I thought the project was going to be a doddle. A certain vendor wanted the prices of its rivals' products so it could gauge the price-competitiveness of its own offerings. I figured a bit of Web searching would readily glean the information and said the project would take me about two months. The end is now in sight but it has taken nearly four. Along the way I have had a thorough education on just how mind bogglingly complex it is for a CIO to configure a piece of software.
The first surprise was the level of secrecy with which several suppliers guard their prices. On quite a few occasions I was advised that pricing information was "commercial in confidence". For an industry that has aspirations to be seen as another consumer market, I thought this response was laughable. Imagine trying to buy a car if the dealer didn't display its price. Why then can't a software vendor be more upfront with such basic information.
Interestingly, the guilty parties here were not the major suppliers. IBM and Oracle had online shops offering information, while pricing for Microsoft, CA and Symantec was available on the major distributor Web sites. It was the niche players who seemed to keep their prices closest to their chests. I wondered what purpose this served. Many of these product sets are really tools that need to be tailored to the specific needs of the client through customization. All the price reveals is the starting point for the cost of this work.

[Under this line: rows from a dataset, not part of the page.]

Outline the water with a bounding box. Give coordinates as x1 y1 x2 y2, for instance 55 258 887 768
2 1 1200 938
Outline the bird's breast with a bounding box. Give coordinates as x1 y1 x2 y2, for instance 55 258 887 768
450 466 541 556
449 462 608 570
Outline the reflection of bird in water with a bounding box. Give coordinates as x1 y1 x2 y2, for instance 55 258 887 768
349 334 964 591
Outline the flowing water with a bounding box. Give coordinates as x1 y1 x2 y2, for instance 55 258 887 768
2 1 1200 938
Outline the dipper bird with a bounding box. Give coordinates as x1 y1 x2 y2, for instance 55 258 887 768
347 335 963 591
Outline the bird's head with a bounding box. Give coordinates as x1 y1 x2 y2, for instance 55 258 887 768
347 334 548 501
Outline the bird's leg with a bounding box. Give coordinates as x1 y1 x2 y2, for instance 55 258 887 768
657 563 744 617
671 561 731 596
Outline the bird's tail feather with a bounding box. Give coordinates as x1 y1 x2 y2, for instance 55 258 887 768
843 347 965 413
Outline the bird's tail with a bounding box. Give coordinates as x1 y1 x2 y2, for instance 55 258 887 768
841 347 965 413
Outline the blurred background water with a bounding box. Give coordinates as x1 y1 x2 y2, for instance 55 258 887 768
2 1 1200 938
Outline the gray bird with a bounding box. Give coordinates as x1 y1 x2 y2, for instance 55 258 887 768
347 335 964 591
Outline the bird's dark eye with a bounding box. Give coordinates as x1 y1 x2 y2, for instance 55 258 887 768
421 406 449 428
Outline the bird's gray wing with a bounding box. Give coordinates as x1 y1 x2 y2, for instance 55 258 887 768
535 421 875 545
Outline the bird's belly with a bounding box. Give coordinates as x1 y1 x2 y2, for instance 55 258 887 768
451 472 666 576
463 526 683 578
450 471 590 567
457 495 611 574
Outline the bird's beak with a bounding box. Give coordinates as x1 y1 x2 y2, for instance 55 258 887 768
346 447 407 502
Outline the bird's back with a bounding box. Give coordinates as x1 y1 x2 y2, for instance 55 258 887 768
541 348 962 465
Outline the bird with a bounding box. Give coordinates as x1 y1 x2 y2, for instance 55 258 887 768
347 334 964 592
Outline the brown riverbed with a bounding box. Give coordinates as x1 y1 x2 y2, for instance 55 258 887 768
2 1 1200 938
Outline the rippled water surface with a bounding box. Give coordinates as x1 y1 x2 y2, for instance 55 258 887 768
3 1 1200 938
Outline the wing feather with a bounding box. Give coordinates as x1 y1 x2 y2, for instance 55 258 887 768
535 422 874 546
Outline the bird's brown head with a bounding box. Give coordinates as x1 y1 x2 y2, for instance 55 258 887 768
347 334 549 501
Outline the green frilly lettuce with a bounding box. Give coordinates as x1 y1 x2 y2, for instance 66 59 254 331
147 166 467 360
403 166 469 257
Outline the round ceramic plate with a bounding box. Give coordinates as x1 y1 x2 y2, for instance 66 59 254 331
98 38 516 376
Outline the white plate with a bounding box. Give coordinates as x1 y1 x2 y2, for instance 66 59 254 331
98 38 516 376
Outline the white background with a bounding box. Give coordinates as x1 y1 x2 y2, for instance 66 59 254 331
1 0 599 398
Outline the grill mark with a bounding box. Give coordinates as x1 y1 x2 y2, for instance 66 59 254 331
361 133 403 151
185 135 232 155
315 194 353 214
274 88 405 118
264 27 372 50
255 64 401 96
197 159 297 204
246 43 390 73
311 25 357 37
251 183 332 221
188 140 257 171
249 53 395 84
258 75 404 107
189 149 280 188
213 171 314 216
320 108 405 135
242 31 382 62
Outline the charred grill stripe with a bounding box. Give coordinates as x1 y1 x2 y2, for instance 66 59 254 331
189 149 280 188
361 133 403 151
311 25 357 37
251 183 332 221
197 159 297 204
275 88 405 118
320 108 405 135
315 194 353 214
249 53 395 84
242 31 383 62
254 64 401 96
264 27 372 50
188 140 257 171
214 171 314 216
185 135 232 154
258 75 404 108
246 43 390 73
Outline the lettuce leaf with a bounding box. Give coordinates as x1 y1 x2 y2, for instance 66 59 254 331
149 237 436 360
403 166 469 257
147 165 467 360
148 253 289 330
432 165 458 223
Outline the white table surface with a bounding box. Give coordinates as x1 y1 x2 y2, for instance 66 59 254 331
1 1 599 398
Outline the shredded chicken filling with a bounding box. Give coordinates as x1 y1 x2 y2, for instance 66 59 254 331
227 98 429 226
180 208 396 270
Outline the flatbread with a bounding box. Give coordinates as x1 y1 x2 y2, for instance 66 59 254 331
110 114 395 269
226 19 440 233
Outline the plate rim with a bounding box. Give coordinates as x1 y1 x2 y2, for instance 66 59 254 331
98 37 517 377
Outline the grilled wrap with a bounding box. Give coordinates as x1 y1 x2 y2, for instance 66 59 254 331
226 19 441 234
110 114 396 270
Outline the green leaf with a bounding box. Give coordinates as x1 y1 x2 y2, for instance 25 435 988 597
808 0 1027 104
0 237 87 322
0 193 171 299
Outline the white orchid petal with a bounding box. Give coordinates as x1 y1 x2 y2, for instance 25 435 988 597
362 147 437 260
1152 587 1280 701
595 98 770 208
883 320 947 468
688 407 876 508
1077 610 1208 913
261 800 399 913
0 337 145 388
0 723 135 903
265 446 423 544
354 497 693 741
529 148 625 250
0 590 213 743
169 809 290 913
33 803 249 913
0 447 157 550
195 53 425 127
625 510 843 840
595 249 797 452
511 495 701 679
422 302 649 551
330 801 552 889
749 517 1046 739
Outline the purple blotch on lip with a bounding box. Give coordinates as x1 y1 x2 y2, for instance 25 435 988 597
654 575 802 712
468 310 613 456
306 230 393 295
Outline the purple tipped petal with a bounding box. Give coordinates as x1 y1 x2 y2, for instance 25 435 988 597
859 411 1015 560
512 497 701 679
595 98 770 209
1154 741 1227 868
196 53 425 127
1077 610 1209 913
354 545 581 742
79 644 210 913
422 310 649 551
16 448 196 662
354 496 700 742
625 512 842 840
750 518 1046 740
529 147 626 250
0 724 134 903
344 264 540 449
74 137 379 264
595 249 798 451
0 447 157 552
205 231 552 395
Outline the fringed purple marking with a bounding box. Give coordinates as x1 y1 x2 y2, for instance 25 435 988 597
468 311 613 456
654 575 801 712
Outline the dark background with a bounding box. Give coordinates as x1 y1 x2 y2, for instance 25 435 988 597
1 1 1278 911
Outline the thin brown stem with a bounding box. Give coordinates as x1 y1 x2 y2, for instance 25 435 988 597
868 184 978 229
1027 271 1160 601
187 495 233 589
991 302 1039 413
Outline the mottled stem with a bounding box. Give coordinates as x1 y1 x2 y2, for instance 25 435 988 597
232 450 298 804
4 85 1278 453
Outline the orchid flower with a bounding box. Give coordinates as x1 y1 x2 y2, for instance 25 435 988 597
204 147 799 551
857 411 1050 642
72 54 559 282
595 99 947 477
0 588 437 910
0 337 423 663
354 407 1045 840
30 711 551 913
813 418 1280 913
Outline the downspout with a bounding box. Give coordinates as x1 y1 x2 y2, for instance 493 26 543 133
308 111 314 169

However, where the big players contributed to the complexity was in their licensing arrangements. With Microsoft I had to navigate through the nuances of server, processor and enterprise editions of the software. To this was added the challenge of determining whether the product included or excluded software assurance. Oracle introduced me to two significantly different, but similar sounding, versions of the Standard Edition and Standard Edition One databases. Then with IBM I had to specify the exact processor that would host the software as this influenced the "value unit" licences, and relevant costs, that accrued. Throughout it all each vendor showed little consistency in its product code numbering.